Creating a procedural macro in Rust Pt. 1
Procedural macros are relatively new. Because of that it’s quite possible you’ll encounter a few compilation errors.
Normally, in Rust, the compiler helps you out effortlessly, but the lack of properly
understanding macro hygiëne and token spanning will result in confusing errors anyway.
I took the leap and wrote my own procedural macro, which is now released on
crates.io. That macro will be the subject of
these posts while I try to explain and provide solutions for compilation errors.
The complete source of this macro can be found on
github, if you’re interested.
Ready to go?
Make sure you have the Rust Nightly Toolchain installed, which can be done through the Rustup tool. This post also presumes you have already minimal knowledge of the Rust programming language and the Cargo tool.
A nightly compiler is not necessary per se, but it allows me to show off some cool features which haven’t arived on stable yet.
Starting off
A procedural macro must reside in it’s own crate. This ‘macro-crate’ is only allowed to export macros
and that’s, in my opinion, already an unusual constraint. Right off the bat we need to work around
this structural limitation by declaring two crates; 1 for all our macros and 1 for dependant types.
Let us call them ‘crate M’ and ‘crate T’ respectively.
The crate containing your application code, which we’ll call ‘crate A’, will have both crate M and T as dependancy.
DO NOT make the macro crates dependant on each other or your application crate, these links will result
in compilation errors because of circular dependancies. When necessary we can make additional dependancy
links inside the expanded code from our macro.
Building a procedural macro crate is quite simple. Inside the Cargo.toml
file you add the following code:
[lib]
# Changes the build target
proc-macro = true
Procedural macro template
Throughout this post I’ll use the terms ‘procedural macro’, ‘procedural macro attribute’ and ‘macro method’ so I’d like to take a moment first and explain each of them.
A procedural Macro is essentially a compiler extension which you can write yourself in Rust code. These macros
allows for automatic code generation, constraints checking and more. Since it’s “just Rust code” you can make
it do anything by utilising the standard library or external crates. Possibilites are endless.

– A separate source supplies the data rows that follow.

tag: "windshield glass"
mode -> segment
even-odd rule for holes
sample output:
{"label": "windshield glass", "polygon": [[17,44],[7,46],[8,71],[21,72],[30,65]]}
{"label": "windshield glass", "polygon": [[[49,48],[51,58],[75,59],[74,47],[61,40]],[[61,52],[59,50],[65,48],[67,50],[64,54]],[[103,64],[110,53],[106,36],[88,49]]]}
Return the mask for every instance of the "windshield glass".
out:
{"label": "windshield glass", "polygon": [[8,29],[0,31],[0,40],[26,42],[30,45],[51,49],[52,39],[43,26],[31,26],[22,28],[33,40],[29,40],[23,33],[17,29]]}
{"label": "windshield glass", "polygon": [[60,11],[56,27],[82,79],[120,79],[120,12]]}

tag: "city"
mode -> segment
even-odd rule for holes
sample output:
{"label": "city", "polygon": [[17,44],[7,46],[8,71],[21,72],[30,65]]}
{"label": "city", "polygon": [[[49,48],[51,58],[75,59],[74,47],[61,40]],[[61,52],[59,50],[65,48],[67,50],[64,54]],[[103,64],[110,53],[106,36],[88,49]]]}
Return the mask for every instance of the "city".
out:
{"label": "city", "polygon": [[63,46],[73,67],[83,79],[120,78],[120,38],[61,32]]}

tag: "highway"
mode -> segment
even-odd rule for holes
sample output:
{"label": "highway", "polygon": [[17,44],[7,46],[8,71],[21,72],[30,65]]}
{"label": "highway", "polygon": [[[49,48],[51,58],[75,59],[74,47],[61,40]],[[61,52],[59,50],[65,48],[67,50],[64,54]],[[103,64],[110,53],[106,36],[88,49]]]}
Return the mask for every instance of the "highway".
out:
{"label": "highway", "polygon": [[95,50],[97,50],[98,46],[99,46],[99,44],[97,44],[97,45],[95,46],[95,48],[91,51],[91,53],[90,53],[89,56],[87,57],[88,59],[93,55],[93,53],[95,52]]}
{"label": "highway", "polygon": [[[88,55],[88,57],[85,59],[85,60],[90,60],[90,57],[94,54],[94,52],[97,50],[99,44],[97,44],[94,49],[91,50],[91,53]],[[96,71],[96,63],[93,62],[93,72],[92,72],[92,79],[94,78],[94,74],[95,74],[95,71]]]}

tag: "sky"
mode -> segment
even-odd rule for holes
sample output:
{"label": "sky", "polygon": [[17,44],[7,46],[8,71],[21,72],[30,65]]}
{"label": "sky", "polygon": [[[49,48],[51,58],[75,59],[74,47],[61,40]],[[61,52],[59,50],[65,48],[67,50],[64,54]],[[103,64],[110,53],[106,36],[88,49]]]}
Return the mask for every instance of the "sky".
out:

A procedural macro Attribute is a kind of procedural macro which is invoked using a specific syntax. These
macros are attributed to your Rust code and will interact with, or rather manipulate, that code.
A macro Method is the method called by the Rust compiler when a procedural macro is resolved (or called).
These methods communicate with the Rust compiler and contain the logic of a macro.
For now we’ll only focus on the crate which we marked with proc-macro = true
, crate M. We’ll start by declaring
and exporting our own procedural macro attribute at the root of that crate.
Consider the following code:
#![feature(proc_macro)]
extern crate proc_macro;
use proc_macro::TokenStream;
#[proc_macro_attribute]
pub fn value_from_type(args: TokenStream, input: TokenStream) -> TokenStream {
println!("[BUILD] Running proc macro");
TokenStream::empty()
}
That’s a minimal code to get started writing a macro, let’s explain what each line does.
#![feature(proc_macro)]
indicates to the compiler that we want to enable the
procedural macro feature (dead link).
Note that BOTH the procedural macro crate AND the application crate MUST have this feature
enabled for the macro to work.
Following the above link will guide you to the -Unstable Book- containing lots of information about nightly compiler features. It’s a good read for more advanced Rustaceans.
The next lines, starting with extern crate
, should be obvious. We explicitly import our dependancy crates
to be used in our own code. In this case the crate ‘proc_macro’ is imported, which is made available by the
compiler because we’re targetting to build a procedural macro.
The use
statement simply re-imports the TokenStream item into our current module.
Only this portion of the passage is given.